Vampires are everywhere these days, which comes as no surprise. Whether in television or movies, novels or comic books, it seems like the audience’s desire for bloodsuckers (and their hunters) is becoming far more insatiable than the monsters’ own thirst for blood. But as is the case with any popular horror icon, vampires have—ahem—lost their bite, straying so far from their Gothic horror roots one could scarcely even believe they are the same monster.

If your interest in the modern vampire is waning, diluted by the lack of true scares and mystery in the modern TWILIGHT-style interpretations, maybe you just need to take a trip into the past. Called “deliciously macabre” by BOOKLIST, DESCENT INTO DUST (Avon A; softcover; $13.99) is the recently released first novel in the Emma Andrews vampire slayer series, a bloodsucker tale set in the mid-1800s, steeped in the foreboding shadows of looming castles and foggy moors.
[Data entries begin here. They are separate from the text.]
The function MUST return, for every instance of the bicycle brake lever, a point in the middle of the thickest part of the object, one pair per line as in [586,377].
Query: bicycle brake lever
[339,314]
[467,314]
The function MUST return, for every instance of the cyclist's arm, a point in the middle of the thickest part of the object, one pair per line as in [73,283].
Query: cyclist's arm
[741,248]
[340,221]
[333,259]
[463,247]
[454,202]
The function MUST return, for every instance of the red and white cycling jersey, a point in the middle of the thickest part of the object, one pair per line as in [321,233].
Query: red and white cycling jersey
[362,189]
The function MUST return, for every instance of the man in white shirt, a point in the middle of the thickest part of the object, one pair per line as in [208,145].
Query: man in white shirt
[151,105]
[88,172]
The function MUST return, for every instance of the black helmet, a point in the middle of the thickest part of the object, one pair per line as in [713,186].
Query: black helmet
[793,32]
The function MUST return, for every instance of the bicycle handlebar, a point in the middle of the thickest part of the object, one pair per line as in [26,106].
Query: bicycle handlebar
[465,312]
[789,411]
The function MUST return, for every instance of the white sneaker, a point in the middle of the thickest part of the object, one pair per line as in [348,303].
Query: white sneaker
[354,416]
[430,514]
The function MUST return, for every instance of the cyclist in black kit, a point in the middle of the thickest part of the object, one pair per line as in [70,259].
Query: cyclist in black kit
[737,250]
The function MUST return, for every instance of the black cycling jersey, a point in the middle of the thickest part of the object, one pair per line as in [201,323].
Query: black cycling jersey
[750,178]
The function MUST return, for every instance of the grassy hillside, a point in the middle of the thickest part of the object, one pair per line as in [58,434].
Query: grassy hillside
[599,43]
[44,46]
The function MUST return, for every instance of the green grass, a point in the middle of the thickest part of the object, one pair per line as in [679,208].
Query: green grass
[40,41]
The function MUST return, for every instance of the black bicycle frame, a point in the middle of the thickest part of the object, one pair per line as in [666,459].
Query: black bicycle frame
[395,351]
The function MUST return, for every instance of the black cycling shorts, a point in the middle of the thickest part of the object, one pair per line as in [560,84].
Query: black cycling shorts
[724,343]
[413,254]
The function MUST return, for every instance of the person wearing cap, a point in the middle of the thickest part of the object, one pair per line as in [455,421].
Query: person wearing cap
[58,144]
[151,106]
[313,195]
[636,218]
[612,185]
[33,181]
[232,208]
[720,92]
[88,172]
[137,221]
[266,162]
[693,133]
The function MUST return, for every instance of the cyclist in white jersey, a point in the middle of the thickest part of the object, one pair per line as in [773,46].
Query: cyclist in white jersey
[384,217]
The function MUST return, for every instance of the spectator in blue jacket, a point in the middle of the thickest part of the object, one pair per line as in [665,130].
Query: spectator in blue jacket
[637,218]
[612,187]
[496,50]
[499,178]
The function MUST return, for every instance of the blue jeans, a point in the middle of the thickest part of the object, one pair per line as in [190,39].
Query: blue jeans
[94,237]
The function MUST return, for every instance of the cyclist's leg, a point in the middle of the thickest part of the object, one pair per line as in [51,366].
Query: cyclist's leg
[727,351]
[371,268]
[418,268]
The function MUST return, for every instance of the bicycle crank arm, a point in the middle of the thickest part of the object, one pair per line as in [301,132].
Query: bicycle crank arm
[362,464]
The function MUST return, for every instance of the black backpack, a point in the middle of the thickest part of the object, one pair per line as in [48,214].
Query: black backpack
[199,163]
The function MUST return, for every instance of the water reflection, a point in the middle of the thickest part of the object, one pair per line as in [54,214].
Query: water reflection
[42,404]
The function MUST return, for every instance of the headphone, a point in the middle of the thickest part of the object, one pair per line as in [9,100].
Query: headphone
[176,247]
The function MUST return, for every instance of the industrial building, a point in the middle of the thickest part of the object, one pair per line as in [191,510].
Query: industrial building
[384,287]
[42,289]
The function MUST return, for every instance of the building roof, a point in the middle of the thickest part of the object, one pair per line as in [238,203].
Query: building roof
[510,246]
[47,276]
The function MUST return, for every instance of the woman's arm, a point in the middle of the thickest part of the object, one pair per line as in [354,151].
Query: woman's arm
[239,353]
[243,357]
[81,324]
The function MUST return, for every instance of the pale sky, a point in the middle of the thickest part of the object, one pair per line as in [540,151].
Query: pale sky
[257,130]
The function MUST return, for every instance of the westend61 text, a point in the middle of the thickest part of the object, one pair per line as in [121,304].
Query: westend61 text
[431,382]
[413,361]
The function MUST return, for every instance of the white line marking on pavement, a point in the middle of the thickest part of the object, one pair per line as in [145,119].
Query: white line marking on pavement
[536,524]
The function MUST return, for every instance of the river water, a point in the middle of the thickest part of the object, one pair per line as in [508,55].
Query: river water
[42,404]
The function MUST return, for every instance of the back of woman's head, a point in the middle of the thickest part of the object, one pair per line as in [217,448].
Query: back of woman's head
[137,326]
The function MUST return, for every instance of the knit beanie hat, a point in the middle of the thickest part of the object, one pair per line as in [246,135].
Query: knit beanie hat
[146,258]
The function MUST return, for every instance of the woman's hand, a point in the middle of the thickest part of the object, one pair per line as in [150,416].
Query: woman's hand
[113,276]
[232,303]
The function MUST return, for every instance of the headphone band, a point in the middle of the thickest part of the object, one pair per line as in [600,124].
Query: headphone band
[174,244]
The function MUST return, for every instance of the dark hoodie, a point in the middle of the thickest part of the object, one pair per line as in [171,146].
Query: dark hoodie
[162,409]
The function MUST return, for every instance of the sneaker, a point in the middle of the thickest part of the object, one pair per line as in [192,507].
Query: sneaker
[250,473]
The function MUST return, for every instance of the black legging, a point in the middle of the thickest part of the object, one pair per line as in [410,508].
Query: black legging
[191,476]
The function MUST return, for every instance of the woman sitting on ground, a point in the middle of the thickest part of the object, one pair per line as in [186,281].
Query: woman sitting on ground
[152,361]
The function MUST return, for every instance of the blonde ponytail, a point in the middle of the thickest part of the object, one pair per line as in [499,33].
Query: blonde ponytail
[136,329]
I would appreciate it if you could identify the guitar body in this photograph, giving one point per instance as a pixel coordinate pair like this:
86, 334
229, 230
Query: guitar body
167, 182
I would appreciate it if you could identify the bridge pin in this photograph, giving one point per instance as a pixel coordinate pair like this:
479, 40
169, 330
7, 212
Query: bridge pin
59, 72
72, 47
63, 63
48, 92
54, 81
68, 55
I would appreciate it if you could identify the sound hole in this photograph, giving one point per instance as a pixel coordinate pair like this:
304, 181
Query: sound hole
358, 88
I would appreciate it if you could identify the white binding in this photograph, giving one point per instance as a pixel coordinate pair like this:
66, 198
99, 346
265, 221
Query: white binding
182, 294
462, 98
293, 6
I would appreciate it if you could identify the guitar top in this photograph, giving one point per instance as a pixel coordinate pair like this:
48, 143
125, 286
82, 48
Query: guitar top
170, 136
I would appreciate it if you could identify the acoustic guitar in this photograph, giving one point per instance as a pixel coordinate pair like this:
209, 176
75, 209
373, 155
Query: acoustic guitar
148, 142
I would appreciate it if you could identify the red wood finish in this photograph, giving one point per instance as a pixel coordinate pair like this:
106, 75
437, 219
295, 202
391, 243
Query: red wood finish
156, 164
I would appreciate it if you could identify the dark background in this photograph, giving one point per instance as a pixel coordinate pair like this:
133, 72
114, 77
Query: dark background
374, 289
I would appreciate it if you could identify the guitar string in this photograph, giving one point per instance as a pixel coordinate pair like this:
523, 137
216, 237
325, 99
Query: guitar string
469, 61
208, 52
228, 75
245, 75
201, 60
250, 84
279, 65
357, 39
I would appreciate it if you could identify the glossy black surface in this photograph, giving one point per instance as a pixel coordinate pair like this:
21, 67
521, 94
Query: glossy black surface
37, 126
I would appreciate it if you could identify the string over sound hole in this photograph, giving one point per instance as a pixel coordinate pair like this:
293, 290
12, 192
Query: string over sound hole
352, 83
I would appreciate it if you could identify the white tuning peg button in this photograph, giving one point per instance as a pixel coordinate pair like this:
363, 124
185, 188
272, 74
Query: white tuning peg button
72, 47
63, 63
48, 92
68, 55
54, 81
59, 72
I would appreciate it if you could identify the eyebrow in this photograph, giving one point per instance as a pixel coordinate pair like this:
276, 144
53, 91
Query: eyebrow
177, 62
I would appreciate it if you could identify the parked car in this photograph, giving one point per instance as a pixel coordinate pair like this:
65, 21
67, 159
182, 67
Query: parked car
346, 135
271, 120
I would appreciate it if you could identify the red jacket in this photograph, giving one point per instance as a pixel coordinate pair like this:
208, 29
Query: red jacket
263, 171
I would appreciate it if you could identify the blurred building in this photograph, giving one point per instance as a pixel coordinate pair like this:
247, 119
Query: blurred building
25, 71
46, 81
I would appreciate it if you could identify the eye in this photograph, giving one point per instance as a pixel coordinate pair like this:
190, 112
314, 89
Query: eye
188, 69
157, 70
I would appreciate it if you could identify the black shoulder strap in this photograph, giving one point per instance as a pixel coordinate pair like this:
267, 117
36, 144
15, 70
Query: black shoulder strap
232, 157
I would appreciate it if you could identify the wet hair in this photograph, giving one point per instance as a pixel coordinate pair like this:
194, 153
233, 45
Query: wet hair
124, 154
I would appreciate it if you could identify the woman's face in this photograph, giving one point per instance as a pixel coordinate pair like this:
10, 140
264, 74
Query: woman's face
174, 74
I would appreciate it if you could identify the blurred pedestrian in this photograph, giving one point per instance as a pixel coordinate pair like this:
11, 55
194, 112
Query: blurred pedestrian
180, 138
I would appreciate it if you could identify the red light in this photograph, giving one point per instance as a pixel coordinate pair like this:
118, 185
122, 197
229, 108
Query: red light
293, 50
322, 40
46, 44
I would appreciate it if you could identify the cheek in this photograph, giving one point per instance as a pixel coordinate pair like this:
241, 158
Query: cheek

“I like the era because it’s inherently spooky,” the book’s author, Jacqueline Lepore, tells Fango. “It’s the last bastion before the modern era…when superstitions and legends still existed as cultural truths for so many people.”

The story of DESCENT INTO DUST, which hit shelves this past Tuesday, revolves around a young widow named Emma Andrews who arrives at her cousin’s countryside manor during the time of a mysterious plague. Meanwhile, Emma begins to see ghosts roaming the grounds, and her family begins to worry she is losing her mind, just as her mother did at her age. What starts as a mystery novel eventually transforms into Emma’s acceptance of her own destiny—that of a vampire hunter. Plus a guy named Dracula shows up as further spice in this Victorian page turner.

“The concept of how women lived in the past has long been a source of fascination for me,” says Lepore. “I’ve often thought (or rather dreaded) what it would be like for someone like me, who has been able to work both in my profession as a psychologist and as a fiction writer, to have lived in the past when those kinds of opportunities would not have been available to me. So with Emma, here’s a woman who HAS to act like a man to take charge.

“In many ways she is a modern woman, true—and while we look at her as a hero, in her world she’s an oddball, an intellectual, a misfit. And that conflict is part of what makes her struggle so interesting. That and nasty, nasty vampires.”

And the creatures in DESCENT INTO DUST are nasty, harkening back to the early days of vampire fiction, when these fanged fiends were far more interested in biting your neck than kissing it. “It has all the old style trappings—stakes, salt, garlic, coffins…it is different from other series’ that have innovated the rules away from the old world prescriptions.” In a genre that has ballooned out of proportion, it is a great comfort to read a book that tries to return the vampire mythology back to its roots. However, Lepore’s original intent for the potential franchise was far different.

“I always wanted this to be a series,” the author says. “The concept was, however, to have this as a Victorian/Agatha Christie style mystery series.” But as the concept began to develop, so did a massive change in direction. “I always loved supernatural books and movies and once I made the leap to using supernatural beings and forces and all of that, the ideas really started to flow. That’s how I knew I was onto something good.”

Apparently critics agree, as DESCENT INTO DUST has received great reviews since debuting, prompting the question of what’s next for Lepore. “I’m concentrating on the Emma Andrews series,” she says. “THE CYPRIAN QUEEN is due out next year, and I am currently working on THE DARK WALTZ, the third installment.”